The ln command creates both hard and soft (symbolic) links (Section 10.4). If by some strange chance you're using Minix or some other Unix that doesn't have symlinks, then ln won't have the -s option.
% ln filename linkname . . . To create a hard link % ln -s filename linkname . . . To create a symbolic link
If creating a hard link, filename must already exist, or you will get an error message. On many versions of ln, linkname must not exist -- if it does, you will also get an error. On other versions, linkname may already exist; if you are allowed to write the file, ln destroys its old contents and creates your link. If you don't have write access for linkname, ln asks whether it is okay to override the file's protection. For example:
% ln foo bar ln: override protection 444 for bar? y
Typing y gives ln permission to destroy the file bar and create the link. Note that this will still fail if you don't have write access to the directory.

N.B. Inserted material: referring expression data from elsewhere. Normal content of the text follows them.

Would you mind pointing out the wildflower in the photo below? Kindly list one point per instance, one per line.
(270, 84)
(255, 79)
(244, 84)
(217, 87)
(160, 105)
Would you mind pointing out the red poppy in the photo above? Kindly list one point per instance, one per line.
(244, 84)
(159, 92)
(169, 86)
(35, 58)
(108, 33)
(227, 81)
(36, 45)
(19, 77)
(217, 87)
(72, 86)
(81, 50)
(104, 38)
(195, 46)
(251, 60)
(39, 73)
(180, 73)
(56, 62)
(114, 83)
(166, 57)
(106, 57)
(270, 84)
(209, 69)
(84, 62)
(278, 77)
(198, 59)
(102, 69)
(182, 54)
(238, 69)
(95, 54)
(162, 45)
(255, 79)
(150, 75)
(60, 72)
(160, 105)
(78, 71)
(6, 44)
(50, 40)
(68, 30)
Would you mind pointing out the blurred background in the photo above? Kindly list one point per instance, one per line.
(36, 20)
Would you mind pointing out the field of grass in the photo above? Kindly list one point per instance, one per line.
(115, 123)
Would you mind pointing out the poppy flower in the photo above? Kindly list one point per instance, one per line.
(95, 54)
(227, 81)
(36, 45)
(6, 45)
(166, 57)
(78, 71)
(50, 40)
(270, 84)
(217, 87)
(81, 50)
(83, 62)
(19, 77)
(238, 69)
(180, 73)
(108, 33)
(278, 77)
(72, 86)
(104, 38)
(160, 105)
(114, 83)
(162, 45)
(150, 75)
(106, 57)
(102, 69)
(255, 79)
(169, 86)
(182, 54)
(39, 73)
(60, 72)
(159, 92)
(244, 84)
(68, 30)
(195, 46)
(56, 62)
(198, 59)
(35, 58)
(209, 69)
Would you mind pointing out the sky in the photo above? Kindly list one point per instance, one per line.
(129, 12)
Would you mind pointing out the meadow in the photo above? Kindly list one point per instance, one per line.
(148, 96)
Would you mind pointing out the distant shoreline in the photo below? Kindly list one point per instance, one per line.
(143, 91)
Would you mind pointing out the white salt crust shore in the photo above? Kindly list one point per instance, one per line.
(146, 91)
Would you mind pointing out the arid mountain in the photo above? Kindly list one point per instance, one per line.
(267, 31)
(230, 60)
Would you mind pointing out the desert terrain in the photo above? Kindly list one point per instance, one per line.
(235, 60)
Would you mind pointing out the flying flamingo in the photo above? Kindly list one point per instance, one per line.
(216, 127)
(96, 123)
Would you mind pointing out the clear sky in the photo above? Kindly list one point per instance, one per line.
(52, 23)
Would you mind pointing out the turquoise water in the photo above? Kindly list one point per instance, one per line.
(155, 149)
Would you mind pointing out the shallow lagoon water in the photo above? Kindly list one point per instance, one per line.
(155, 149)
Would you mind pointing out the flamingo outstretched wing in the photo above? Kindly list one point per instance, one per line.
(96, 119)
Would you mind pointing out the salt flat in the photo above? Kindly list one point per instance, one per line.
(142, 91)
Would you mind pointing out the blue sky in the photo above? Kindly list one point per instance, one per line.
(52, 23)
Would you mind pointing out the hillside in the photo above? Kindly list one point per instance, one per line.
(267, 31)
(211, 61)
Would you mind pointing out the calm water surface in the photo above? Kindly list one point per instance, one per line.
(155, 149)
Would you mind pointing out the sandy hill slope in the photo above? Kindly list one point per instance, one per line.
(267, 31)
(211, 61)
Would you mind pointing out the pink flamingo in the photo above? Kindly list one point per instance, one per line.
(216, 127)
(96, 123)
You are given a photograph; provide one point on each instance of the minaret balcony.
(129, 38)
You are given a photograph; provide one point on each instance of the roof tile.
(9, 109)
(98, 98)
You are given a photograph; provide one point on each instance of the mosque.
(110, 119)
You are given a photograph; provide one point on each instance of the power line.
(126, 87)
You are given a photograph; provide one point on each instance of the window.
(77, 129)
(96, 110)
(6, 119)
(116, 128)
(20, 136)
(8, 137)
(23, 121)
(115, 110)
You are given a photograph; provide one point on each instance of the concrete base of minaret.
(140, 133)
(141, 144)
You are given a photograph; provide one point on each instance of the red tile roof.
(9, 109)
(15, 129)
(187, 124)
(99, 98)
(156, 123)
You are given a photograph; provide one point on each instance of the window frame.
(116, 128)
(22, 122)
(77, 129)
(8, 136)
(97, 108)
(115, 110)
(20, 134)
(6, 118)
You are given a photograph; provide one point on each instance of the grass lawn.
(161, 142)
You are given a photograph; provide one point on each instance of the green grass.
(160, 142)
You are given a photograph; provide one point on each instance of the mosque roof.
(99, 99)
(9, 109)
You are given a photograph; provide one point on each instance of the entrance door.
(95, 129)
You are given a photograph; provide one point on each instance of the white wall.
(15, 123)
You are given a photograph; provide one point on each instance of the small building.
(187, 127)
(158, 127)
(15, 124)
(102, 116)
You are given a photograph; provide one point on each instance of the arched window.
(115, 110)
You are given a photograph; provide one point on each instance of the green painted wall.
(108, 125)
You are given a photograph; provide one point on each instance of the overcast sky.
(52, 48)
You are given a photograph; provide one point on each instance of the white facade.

You are allowed to omit the linkname argument from the ln command. In this case, ln takes the last component of filename (i.e., everything after the last slash) and uses it for linkname. Of course, this assumes that filename doesn't refer to the current directory. If it does, the command fails because the link already exists. For example, the following commands are the same:
.. Section 1.16
% ln -s ../archive/file.c file.c % ln -s ../archive/file.c
Both create a link from file.c in the current directory to ../archive/file.c. ln also lets you create a group of links with one command, provided that all of the links are in the same directory. Here's how:
% ln file1 file2 file3 ... filen directory
This command uses the filename from each pathname (after the last slash) as each link's name. It then creates all the links within the given directory. For example, the first of the following commands is equivalent to the next two:
. Section 1.16
% ln ../s/f1 ../s/f2 current % ln ../s/f1 current/f1 % ln ../s/f2 current/f2
You can replace this list of files with a wildcard expression (Section 33.2), as in:
% ln -s ../newversion/*.[ch]
Note that symbolic links can get out-of-date (Section 10.6). Hard links can also be "broken" in some situations. For example, a text editor might rename the link textfile to textfile.bak then create a new textfile during editing. Previous links to textfile will now give you textfile.bak. To track down this problem, find the links (Section 9.24) to each file.
To remove a link, either hard or symbolic, use the rm command.